We are used to seeing potatoes, tomatoes, corn, cocoa, beans, peppers, pumpkins and many other foods on our tables. All foods that, however, arrived after the discovery of America. But three thousand years ago what did the ancestors of the Sardinians eat?

Many aspects of life in the past can be reconstructed through nutrition. Not only that, it is possible to trace the life expectancy of that period.

The discovery of the different possibilities of cooking tools represented the keystone in the production of artifacts, which allowed a conscious change of flavours.

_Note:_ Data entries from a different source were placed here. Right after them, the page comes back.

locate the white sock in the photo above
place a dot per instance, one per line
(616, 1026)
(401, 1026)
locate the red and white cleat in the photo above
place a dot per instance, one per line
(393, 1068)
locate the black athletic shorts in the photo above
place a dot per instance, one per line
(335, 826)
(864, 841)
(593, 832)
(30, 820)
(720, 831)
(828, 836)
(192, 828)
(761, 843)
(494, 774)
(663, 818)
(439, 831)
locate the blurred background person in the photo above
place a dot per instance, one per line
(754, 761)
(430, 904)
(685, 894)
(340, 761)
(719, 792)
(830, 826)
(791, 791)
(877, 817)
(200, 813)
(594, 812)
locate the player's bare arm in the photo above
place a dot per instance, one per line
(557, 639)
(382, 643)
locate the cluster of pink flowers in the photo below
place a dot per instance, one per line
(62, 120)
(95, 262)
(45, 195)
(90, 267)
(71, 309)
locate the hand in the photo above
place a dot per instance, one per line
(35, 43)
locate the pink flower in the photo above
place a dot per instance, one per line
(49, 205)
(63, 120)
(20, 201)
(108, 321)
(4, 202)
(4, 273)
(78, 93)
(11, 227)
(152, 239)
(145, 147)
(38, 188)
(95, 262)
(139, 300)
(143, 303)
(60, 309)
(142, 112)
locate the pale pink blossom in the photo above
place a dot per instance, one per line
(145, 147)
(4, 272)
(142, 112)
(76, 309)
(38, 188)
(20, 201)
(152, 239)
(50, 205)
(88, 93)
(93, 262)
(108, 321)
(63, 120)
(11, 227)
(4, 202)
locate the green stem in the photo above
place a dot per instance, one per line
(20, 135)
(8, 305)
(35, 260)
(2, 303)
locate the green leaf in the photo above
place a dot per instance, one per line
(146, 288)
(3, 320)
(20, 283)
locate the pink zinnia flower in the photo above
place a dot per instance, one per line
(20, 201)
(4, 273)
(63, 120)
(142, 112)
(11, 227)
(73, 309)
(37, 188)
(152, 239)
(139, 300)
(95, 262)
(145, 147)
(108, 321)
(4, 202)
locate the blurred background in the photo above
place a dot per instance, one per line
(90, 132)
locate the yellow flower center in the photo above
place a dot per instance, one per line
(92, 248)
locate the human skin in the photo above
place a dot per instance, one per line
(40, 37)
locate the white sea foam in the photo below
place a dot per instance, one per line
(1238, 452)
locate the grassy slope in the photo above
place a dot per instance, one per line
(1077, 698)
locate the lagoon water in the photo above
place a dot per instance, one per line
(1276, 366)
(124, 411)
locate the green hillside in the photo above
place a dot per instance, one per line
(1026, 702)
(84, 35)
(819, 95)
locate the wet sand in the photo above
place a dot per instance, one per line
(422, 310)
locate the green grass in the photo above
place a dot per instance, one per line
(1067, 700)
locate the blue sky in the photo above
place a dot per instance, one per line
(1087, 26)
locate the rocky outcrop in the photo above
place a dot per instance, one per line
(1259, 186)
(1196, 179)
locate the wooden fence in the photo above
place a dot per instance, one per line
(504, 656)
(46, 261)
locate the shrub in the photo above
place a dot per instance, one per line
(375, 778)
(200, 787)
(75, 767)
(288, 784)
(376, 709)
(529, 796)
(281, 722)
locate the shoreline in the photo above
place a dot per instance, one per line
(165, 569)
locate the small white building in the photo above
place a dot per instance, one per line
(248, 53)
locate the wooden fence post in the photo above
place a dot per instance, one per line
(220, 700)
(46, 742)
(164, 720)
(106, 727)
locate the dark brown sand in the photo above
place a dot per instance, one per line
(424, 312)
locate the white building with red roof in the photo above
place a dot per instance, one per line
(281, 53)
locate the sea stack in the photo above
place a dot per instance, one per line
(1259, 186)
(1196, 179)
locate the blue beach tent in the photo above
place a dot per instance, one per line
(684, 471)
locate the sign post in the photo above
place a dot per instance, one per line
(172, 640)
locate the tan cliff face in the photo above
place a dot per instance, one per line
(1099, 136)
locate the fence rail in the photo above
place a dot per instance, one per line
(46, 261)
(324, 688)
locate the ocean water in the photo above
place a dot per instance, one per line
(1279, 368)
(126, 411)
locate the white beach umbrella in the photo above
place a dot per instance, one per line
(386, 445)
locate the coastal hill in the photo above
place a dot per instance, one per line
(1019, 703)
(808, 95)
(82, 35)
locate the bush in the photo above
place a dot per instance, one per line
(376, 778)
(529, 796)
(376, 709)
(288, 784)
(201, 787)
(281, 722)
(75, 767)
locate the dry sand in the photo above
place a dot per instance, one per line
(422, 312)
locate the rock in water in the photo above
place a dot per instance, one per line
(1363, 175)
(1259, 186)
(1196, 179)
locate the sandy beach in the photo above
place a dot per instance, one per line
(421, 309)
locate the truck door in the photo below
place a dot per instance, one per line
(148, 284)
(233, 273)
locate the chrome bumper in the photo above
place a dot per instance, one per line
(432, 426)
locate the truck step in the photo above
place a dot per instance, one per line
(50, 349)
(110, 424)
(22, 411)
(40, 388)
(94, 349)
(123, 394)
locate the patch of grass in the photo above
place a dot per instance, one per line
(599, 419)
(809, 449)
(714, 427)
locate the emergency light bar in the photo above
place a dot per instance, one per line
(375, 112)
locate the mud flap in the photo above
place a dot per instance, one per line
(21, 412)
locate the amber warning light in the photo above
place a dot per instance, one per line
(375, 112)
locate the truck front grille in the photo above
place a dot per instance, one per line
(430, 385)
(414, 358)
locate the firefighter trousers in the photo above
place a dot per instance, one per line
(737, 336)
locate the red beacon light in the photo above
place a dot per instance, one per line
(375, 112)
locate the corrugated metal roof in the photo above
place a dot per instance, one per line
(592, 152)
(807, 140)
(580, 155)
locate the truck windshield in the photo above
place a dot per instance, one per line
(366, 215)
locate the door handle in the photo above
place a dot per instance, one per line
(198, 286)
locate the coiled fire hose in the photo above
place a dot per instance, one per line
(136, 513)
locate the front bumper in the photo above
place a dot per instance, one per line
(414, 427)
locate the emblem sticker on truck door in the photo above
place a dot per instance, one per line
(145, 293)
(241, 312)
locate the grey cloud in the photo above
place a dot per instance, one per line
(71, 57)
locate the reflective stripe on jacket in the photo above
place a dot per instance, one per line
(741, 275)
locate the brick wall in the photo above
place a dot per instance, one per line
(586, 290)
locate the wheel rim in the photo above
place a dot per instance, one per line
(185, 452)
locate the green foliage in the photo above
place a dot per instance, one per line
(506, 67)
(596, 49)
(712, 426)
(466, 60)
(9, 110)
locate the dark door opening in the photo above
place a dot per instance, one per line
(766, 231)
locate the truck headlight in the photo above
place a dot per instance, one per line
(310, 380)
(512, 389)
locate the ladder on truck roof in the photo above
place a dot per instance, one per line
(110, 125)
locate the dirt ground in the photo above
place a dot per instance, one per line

Before the so-called “agricultural revolution” man ate only foods available in nature, in a regime of temporary and precarious self-sufficiency. The revolution took place starting from the Neolithic and then evolved over time, even in Sardinia.

The Nuragics were farmers and breeders, they had cereals, meat and milk, from which they made cheese.

The Sardinians of the eras prior to the Nuragic era already had wheat, barley, ate mussels, oysters, and ate mutton, snails, hares, rabbits and pigs.

According to the studies of Giovanni Fancello, an expert in the history of Sardinian gastronomy, the man of the time, to feed himself, already performed careful gestures such as salting, roasting and smoking. A “Nuragic cuisine” already existed. In fact, ovens for cooking, millstones for making oil, bowls, pestles, spindle whorls, rectangular tubs intended for bread-making and for transforming cereal production and for practicing an oenology, albeit primitive, have been found.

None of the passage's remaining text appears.